そして、あなたが変わりたいと思うのであれば、それを肯定してくれる人たちと付き合うことがいいかもしれません。
宣言すると逆効果
目標などは、人に宣言するといいと聞きますよね。
しかし今回は逆で、「自分はいい人です」と主張すると、相手に与える行動が無意識のうちに減るそうです。
それは「いいことをしている自分はもっと貰ってもいいはずだ」と思うからではないか、という趣旨のことが本書に書かれています。
この結果からは、「自分たちはいいことをしています」と主張している組織は、実はギバーが少ない可能性がありそうですね。
「他人のために」と考える
ギバーは他人を尊重しすぎるあまり、自己犠牲型になってしまうことも多いそうです。
しかし、その自己犠牲型のギバーは他人から搾取され、苦しむことになります。
対策として「別の誰かのために」と具体的に考えてみてはいかがでしょうか?
例えば、給料UPの交渉をするとき、あなた自身のためと考えたら交渉は難しいかもしれません。
しかし給料UP分をどこかに寄付しよう、と考えたら?
もしくは、あなたの給料が上がることで、後輩たちの給料も自然と上がっていくのであればどうでしょうか?
寄付先の人たちのため、後輩たちのためなら、会社に無理のない範囲で給料の値上げを交渉することができると思いませんか?
パーキンソンの法則
一言でいえば「仕事やお金(支出)はあなたの余裕がなくなるまで増え続ける」ということでしょう。
例えば、仕事が暇なときは同僚と意味のない会話をしてその日の時間いっぱいまで使い、締め切りが迫ってきたりすると余裕がなくなることはありませんか?
このとき、会話の時間を減らせば、後々の仕事が楽に進んだにも関わらず、です。
他にも、仕事に余裕があると「新しいことを始めてみよう」とやることを増やしませんか?

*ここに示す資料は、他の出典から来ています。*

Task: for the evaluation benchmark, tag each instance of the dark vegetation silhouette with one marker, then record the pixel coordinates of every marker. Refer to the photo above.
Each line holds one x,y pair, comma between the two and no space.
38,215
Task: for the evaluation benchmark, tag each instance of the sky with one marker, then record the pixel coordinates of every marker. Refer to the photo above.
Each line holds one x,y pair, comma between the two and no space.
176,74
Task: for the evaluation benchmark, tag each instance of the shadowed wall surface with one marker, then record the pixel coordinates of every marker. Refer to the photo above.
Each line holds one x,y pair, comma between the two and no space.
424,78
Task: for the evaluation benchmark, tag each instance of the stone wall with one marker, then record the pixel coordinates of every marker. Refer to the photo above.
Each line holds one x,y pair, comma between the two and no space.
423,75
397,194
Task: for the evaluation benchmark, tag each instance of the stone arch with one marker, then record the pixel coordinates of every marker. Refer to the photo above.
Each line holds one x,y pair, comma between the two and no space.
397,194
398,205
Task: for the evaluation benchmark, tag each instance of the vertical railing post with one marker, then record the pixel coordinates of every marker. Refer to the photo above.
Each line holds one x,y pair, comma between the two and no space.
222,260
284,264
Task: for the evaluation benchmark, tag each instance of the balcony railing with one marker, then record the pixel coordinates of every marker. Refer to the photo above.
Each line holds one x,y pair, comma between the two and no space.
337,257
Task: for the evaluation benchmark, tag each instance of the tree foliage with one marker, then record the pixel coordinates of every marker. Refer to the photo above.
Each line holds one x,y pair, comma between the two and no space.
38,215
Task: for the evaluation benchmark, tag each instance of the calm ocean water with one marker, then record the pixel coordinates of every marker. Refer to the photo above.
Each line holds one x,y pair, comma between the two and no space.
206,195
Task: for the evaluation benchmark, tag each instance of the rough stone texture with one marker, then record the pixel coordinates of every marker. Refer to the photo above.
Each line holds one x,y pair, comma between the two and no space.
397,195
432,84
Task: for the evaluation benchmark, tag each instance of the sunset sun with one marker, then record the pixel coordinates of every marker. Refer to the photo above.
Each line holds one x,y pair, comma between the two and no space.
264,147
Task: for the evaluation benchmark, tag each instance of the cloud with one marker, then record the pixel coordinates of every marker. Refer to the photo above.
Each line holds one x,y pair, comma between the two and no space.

お金に余裕があると、少しほしい物でも買ってしまいませんか?
逆に言えば、あなたが上限を決めれば、仕事の量も支出も、それ以上にはならない可能性がある、ということです。
1日2時間の残業が癖になっているのであれば「8時間で終わらせる」と強く考えて行動してみてはいかがでしょうか?
参考図書として、欠乏の行動経済学について書かれた本を最後に載せておきますね。
本書を飛び出して(感想+α)
ギバーの精神が学べる部活動
個人的な意見ですが、ギバーの精神が学べる場所の1案として、部活動に取り組むのはどうでしょうか?

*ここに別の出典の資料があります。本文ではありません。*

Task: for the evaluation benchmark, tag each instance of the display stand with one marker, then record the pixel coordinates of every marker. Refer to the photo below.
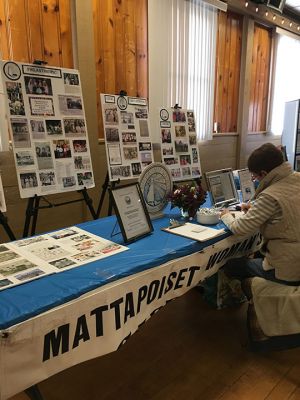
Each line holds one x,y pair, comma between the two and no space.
4,223
105,187
33,206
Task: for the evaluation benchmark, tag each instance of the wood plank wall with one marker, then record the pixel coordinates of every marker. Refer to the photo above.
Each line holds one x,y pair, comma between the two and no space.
228,66
36,30
121,48
260,72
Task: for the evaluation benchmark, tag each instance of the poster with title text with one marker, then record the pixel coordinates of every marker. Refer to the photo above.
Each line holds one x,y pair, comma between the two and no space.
179,148
48,129
127,135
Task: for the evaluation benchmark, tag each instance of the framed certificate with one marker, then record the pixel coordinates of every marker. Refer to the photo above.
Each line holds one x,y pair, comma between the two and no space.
131,211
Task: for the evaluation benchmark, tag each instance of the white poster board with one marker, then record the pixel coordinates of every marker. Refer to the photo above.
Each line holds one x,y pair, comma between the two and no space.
179,147
2,197
127,135
48,128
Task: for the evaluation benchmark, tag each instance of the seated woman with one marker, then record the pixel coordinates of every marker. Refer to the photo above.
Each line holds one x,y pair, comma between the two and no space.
276,214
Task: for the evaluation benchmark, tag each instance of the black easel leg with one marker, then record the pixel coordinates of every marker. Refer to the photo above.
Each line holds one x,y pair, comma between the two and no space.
34,393
104,188
3,221
35,214
28,216
89,203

特に、生徒が自主的に活動するもので、何か部全体の目標があるものがいいと思います。
自主的に活動する場合、教えてくれる人は今までの経験者しかいません。
ですから、部活動は経験者がギバーでなければ成り立ちづらい仕組みになっていると考えました。
加えて部全体の目標があれば、消極的な活動をするわけにはいきません。
そうして、ギバーである経験者が新人に教え、その新人がギバーとして次の新人に教える、それが日本の部活動で学べる「恩送り」の精神だと思いました。
日本人に馴染みのギバー
本書に出てくるギバーは皆日本人にはなじみがない方だったので、日本人でギバーだと思われるひとを紹介します。
稲盛 和夫(いなもり かずお)氏
あなたはお名前を聞いたことがありますか?稲盛和夫さんは、京セラや現KDDIの創業者です。
「生き方」に稲盛和夫さんの人生や、大切にされていた価値観が書かれています。
彼はただ「みんなが幸せになるには」と考えて行動し、結果として幸せに多くの成功を成し遂げた人です。
竈門 炭治郎(かまど たんじろう)
漫画やアニメで人気の「鬼滅の刃」の主人公です。
自己犠牲型のギバーのように感じられますが、彼もギバーの一人でしょう。
作品の中でも、ただひたすらにまっすぐな彼には多くの仲間が引き寄せられていきます。
三雲 修(みくも おさむ)
私が大好きな漫画・アニメ「ワールドトリガー」の主人公の一人です。
彼は「自分を大切に&他人を大切に」するタイプのギバーでしょう。
彼に助けられた人たちが、徐々に彼を助けてくれるようになります。
目標にしたいギバーの在り方ですね。
日本はギバーが多い?
日本にはおもてなしの文化がありますね。それは紛れもなくギバーの行動かな、と思います。
しかし、おもてなしを要求し始めたら、それはテイカーの行動ですよね。
こちらでも述べましたが、テイカーが多い場所ではギバーもマッチャーかテイカーになります。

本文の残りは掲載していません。